Compression
My interests in compression have recently been focused on compressing text in
embedded applications. In this scenario, the code size of the decompresser is
as important as the effectiveness of the compressed text.
Smalltext
Smalltext, my best attempt thus far, compiles
into 150 bytes of 32-bit Intel assembly (using gcc -Os). It uses the
letter frequency
of English to map certain characters to 4-bits. Each 4-bit nibble is either a
short character or a reference to a lookup table. The next 4-bits are the table
index. In smalltext we have 10 short characters, including the space character,
and 6 lookup tables, covering 106 possible characters.
Tinyzip
Tinyzip was my first attempt at compression. It uses
some of the techniques found in zip, consuming 391 bytes of code when compiled.
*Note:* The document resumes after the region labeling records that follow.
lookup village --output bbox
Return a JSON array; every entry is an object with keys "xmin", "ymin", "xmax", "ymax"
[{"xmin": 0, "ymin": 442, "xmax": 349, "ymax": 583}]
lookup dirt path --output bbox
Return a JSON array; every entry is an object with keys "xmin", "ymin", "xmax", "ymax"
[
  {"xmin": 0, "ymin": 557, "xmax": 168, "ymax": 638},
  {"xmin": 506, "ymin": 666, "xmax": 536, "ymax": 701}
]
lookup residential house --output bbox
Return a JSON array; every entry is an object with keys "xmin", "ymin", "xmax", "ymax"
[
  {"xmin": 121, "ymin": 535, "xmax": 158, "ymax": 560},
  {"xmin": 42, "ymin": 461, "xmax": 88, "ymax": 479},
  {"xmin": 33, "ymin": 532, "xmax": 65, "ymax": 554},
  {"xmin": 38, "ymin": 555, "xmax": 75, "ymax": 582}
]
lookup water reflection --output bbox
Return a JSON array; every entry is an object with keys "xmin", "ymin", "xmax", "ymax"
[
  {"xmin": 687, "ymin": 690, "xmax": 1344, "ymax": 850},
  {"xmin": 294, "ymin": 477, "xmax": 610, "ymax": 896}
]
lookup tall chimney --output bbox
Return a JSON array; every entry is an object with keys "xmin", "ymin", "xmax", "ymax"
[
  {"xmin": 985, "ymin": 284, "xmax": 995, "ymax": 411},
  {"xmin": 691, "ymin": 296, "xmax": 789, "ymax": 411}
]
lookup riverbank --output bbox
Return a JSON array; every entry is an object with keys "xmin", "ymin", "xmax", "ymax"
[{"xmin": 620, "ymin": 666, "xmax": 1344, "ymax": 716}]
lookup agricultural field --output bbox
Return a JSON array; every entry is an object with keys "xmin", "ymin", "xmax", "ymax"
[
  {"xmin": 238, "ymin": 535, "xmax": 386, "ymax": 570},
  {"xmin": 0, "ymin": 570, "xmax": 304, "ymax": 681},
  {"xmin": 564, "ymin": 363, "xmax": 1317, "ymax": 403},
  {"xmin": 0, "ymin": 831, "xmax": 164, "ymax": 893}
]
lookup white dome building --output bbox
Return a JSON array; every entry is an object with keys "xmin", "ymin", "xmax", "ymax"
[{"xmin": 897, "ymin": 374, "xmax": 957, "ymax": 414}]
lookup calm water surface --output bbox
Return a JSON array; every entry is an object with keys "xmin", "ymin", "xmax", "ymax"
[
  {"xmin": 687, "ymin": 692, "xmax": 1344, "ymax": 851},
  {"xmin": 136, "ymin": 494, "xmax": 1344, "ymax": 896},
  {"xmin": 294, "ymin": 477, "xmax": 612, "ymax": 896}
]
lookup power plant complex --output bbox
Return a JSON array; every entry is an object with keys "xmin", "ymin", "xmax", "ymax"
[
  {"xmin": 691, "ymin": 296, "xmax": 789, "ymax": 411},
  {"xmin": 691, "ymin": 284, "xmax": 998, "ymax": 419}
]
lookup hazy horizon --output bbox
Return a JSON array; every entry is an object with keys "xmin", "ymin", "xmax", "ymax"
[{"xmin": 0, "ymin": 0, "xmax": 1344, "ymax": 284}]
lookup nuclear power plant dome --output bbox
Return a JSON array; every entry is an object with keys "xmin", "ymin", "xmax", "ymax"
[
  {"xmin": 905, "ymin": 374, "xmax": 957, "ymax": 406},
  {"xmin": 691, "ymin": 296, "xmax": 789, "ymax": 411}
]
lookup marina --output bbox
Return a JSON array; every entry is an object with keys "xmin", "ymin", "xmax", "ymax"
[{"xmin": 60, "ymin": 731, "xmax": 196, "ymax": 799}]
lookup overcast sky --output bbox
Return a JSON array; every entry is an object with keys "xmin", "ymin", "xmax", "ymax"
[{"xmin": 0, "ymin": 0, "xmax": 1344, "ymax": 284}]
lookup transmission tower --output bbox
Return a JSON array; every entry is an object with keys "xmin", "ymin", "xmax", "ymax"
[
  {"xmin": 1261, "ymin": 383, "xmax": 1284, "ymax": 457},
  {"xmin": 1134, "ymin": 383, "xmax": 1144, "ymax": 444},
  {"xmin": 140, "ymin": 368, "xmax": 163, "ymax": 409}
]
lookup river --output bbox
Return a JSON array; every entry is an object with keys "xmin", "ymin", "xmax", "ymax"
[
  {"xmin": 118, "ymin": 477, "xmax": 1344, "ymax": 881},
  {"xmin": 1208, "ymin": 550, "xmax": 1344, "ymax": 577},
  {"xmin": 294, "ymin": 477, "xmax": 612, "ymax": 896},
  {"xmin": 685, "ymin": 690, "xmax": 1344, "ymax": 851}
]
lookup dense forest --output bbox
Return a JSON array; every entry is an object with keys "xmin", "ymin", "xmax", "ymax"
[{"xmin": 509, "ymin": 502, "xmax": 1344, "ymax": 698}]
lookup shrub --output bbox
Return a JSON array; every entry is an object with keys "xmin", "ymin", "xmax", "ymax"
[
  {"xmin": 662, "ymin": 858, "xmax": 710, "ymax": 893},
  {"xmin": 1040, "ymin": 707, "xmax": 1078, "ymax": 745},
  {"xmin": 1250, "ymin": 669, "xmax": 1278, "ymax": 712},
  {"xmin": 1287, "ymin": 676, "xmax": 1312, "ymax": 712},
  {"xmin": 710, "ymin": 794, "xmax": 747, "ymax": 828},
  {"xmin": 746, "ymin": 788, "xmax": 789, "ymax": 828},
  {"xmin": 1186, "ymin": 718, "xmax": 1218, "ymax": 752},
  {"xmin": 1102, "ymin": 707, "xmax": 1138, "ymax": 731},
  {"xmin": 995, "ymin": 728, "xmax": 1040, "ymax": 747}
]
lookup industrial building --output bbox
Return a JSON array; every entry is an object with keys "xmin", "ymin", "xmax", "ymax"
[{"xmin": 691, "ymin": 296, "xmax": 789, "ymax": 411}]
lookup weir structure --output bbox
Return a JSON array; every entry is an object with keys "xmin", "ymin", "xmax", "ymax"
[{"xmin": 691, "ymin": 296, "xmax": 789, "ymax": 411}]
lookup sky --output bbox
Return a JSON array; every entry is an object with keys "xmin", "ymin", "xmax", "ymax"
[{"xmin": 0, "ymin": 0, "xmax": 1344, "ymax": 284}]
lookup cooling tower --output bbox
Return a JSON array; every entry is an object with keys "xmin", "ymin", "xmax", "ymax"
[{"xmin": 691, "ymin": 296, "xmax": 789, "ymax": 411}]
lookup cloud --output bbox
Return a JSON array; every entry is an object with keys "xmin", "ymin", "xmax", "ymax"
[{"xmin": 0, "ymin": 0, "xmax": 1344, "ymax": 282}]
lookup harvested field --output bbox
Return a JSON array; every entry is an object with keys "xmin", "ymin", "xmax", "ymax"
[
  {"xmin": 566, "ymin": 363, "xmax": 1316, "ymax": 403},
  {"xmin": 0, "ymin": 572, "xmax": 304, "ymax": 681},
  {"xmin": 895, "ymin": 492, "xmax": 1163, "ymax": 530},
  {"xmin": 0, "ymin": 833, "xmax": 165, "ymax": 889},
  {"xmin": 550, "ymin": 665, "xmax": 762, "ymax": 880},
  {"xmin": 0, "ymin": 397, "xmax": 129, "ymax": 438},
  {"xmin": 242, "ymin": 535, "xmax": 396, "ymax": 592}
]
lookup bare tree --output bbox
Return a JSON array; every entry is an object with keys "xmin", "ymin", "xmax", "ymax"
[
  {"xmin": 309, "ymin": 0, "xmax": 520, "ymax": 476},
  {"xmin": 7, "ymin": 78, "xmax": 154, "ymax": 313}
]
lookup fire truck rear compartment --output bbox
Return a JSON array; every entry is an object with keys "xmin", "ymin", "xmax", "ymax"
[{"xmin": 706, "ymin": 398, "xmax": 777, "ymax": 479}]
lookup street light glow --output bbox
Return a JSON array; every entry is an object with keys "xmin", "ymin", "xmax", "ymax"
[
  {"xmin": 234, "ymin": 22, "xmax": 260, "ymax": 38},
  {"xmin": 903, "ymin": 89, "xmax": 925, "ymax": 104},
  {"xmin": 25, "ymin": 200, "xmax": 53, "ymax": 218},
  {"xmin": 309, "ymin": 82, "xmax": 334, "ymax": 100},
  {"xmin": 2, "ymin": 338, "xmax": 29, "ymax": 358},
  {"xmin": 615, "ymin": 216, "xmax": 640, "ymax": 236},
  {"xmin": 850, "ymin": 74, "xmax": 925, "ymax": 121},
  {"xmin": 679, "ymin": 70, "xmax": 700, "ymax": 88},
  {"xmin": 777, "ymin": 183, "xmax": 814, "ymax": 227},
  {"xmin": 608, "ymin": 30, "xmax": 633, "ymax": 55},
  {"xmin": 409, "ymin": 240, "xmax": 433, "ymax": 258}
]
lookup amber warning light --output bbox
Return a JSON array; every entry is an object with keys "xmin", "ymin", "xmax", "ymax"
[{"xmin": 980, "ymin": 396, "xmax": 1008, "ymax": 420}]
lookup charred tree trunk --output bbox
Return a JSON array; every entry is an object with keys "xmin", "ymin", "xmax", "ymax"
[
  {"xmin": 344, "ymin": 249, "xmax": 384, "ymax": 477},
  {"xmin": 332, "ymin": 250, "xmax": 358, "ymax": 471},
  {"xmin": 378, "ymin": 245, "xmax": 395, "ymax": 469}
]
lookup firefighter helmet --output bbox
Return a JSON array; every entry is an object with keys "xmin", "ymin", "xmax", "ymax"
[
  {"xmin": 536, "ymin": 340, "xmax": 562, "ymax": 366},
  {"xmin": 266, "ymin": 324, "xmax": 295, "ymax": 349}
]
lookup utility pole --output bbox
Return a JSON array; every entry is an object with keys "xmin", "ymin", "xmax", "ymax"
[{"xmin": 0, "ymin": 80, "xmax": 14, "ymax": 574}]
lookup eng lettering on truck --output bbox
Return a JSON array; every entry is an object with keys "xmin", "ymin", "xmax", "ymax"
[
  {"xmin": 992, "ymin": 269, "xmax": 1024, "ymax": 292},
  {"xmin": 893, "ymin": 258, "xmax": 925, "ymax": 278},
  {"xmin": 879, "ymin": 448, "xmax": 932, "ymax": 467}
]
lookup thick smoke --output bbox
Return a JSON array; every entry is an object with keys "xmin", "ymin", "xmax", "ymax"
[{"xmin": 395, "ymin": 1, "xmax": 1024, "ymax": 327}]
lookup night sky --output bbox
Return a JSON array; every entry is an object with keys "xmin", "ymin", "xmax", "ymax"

This algorithm treats all characters as 7-bits, and can back reference repeated
sequences that are more than 3 characters long. A back reference is a 21-bit
chunk identified by the bits 01, which no printable characters use, and
followed by a 12-bit offset and a 7-bit length.
Future Direction
I would like to combine these two methods. I could replace the least frequent
short char with a code that signals a back reference. I could also reduce the
space used by a back reference to 16-bits, with a 10-bit offset and a 6-bit
length. The reference would need to refer to nibble index and not byte index.